Sudden Little Drops has been recently resurrected so I could talk about music! Check out the new Albums of 2011 post below, and hopefully there will be more new content coming soon.
Sunday, 28 November 2010
The Barn
Small Relevant Details
Harsh yellow light shines into her eyes as the dentist leans over to examine the inside of her mouth. The flowers, the cat, the window. She pulls out the details from the air, like pulling loose threads from her pajamas. The toothpaste, the glass, the mirror. These were the raw materials of their love, enough for a thousand novels, epics hidden in the minutiae of their lives.
The dentist moves the drill into her mouth and she remembers his fingers pressing into the small of her back, the surprise of his cold hands on her skin, remembers the glass being knocked, the arm involuntarily sweeping out over the bedside table, remembers the thud on the carpet and the clink on the side of the bed like a bell. She feels his body on hers. The memory of his weight pressing down on her makes her suddenly feel the space floating above, stark and negative, like she is making love to a ghost, there in the dentist’s chair.

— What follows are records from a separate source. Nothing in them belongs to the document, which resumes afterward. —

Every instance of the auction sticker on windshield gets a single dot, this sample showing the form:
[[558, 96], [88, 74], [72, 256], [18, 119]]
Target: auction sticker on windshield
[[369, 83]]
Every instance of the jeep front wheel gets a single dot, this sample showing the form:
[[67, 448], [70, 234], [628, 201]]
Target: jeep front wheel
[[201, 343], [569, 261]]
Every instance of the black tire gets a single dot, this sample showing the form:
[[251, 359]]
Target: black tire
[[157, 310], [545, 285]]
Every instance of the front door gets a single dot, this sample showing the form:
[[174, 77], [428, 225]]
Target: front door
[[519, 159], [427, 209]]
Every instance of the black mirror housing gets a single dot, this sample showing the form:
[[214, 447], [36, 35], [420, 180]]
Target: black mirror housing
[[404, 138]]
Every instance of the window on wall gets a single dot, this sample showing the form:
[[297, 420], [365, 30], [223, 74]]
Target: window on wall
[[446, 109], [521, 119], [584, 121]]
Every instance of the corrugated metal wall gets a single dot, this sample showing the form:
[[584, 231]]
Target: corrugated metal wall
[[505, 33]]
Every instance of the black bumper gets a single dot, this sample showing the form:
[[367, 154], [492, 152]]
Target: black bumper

The memories fall apart, unravel like tied-up hair let loose. They scatter and multiply, bouncing light into a hundred other bathroom mirrors, reflecting, refracting, expanding. It was not yet night, it was evening, it was morning. The sun was moving. It was autumn, or spring. The room was a certain colour and the sheets were a certain colour and his belt was a certain colour. All this to wade through. Could it not all stick? Or else all simply disappear?
She does not see him anymore. His days and hers are filled with separate necessary details, unshared, as she pulls apart the love that they made and tries to find the small relevant details that made it all worthwhile.
The dentist scrapes metal in the gap between her teeth. He presses his fingers against the roof of her mouth. Her tongue quivers as it tries to avoid touching the fingers. All her attention is held for a moment. Her guard is down. A single detail flies like a black bird and smashes against the window – it is the shape of his eyes, his pupils bending back beyond themselves, like holes in arctic ice, like black stars burning, and it is suddenly all she can see, his eyes burning there still, shot through with pain like a phantom that cries as a black bird smashes into his eyes, his shapely eyes burning like ice that smashes like a bird a ghost a phantom stars slipping eyes into ice into eyes as she jerks breathless sputtering ice as birds smash into eyes face black eyes dead face birds black eyes ice face eyes face face face...
Monday, 8 November 2010
The Fire in the Kart-e-Sakhi Cemetery
The last time I was a child, I lit a bonfire in the Kart-e-Sakhi Cemetery in Kabul.
In 1997 I got a purple firefish for my birthday. It sat in a tank in the kitchen and died three weeks later when parasitic worms sucked out all its blood.
In the 1930s I worked a brief stint as a fireman, driving sparkling red trucks around Pennsylvania. One afternoon in warm July, I rescued a child from a burning house but could not make in back in time to save the mother, who died in the suffocating, smoky blackness.
In the 1700s I lived in Denmark and found my wife in bed with another man. Three days later she was burned at the stake for witchcraft. She was wearing her blue dress.
In third century Greece I was a juggler, entertaining the Royal Courts by eating fire. One morning in April I was distracted by a young girl crying out the corner of my eye and accidentally breathed in. The fire burned the back of my throat and collapsed one of my lungs.
In 79 A.D. in Pompeii, I died holding my daughter when Mount Vesuvius erupted and spit hot streams of ash over us, her burrowing her head into my chest in fear.
This was my individual path through the fire – the fire that is always flickering and is never still.
It’s 2010 and I’m a sperm burrowing my way into an egg. Just yesterday I died in Kabul. My leg caught fire as I waved it too close, and the fire crept up my body like a dirty bomb creeps over a city, and I burned alive there standing in the Kart-e-Sakhi Cemetery among the gravestones and the dry dust.